Scott's late-hour delay not unique
by John McCarthy
The Associated Press
COLUMBUS - Five times in the past 10 years, Ohio's
execution team has geared up to do its duty - put to death an inmate whose
execution warrant has been delivered. Four times, the team has had to
stand down because a court stepped in to stop it.
Jay D. Scott learned Tuesday night that his life would be spared,
for now, less than an hour before the team was to prepare him for lethal
injection at the Southern Ohio Correctional Facility. The Ohio Supreme
Court had told prison officials they were stopping the execution so a
Cleveland appeals court could consider Scott's competence to face execution.
Scott was returned to death row at the Mansfield Correctional Institution
on yesterday afternoon, said Joe Andrews, spokesman for the Ohio Department
of Rehabilitation and Correction.
It was the fourth time since the Legislature restored Ohio's death
penalty in 1981 that an inmate has had reason to believe that he would
not survive another day, only to learn that the execution had been postponed.
The 12-member execution team at the Lucasville prison takes over
the procedure when the condemned inmate arrives from Mansfield Correctional
Institution, home of death row.

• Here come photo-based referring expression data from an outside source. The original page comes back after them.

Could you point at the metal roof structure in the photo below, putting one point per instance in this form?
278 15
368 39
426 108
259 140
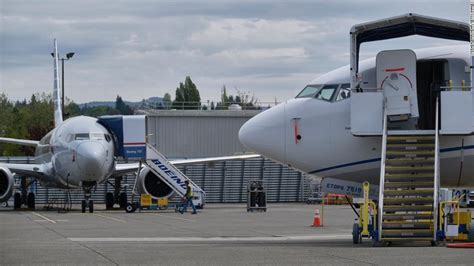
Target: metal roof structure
402 26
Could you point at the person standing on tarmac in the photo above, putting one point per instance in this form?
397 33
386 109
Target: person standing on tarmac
188 198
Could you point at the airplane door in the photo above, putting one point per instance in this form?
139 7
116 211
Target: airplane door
396 77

The team supervises the inmate's visits
and the preparations for the execution.
Their training for the special assignments includes a caution to
be ready for a last-minute postponement, Andrews said yesterday.
"They were aware when that there was court action pending (in the
Scott case) at the time. They're prepared for that," Andrews said.

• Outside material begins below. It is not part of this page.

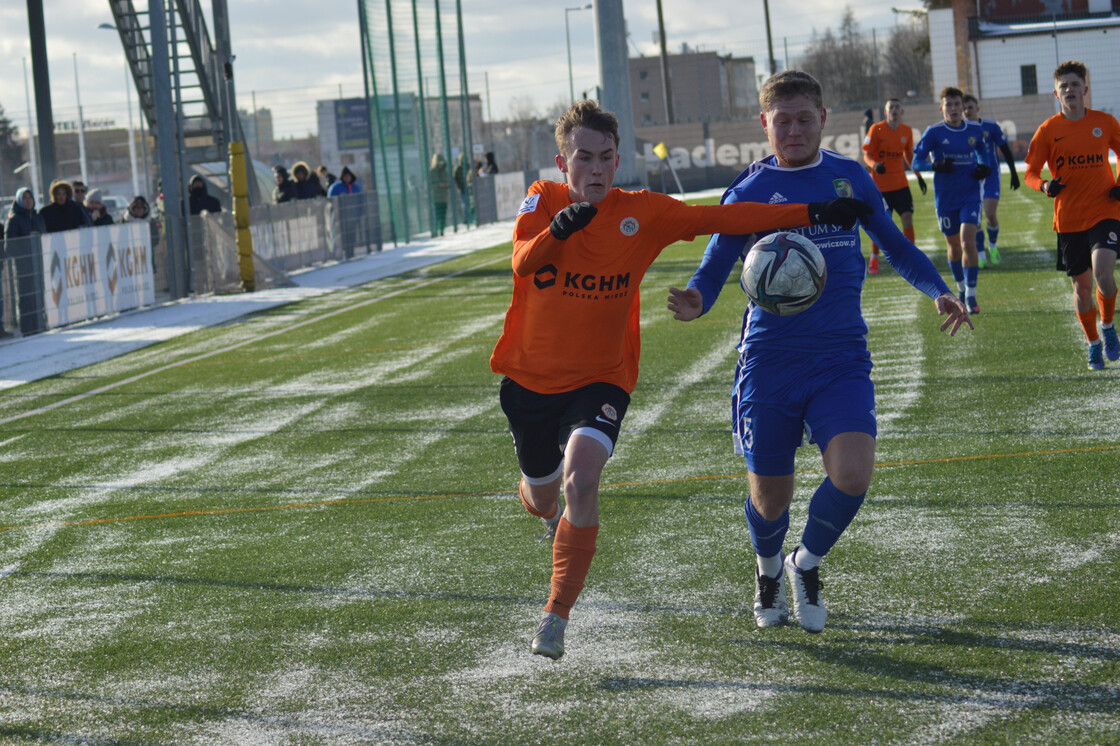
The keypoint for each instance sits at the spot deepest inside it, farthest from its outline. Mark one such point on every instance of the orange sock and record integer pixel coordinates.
(1108, 307)
(533, 511)
(1089, 324)
(572, 550)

Still, the professionals do feel the effects of the occasional legal
tugs-of-war, he said.
"It takes a buildup of emotion and so on just to prepare yourself
for the execution in the first place. When something like this happens,
there is a drain, frustration maybe," Andrews said.
Frustration also overcame the inmate in the case of Wilford Berry,
a condemned killer who had given up his right to appeals and had asked
to be executed. Berry, who eventually was put to death in February 1999,
had a close call about one year earlier.
On the date he was to be executed, Berry was in a prison van on his
way to Lucasville when the U.S. Supreme Court blocked the execution. He
already had consumed his "final" meal and was about 35 miles north of
the death house when the court ruled.
In 1996, Robert Buell, convicted of murdering an 11-year-old girl,
had gone through his state appeals but not his federal appeals. The Ohio
Supreme Court had set an execution date.
Ohio Attorney General Betty Montgomery asked the U.S. Supreme Court
to overturn a lower court's ruling to postpone the execution, but the
high court denied Montgomery's request 17 minutes after Buell's scheduled
execution.
Two years earlier, John Byrd of Cincinnati found himself in a similar
circumstance with his case between the state and federal appeals systems.
He was 45 minutes away from execution when the U.S. Supreme Court blocked
it.
Both Buell and Byrd remain on death row.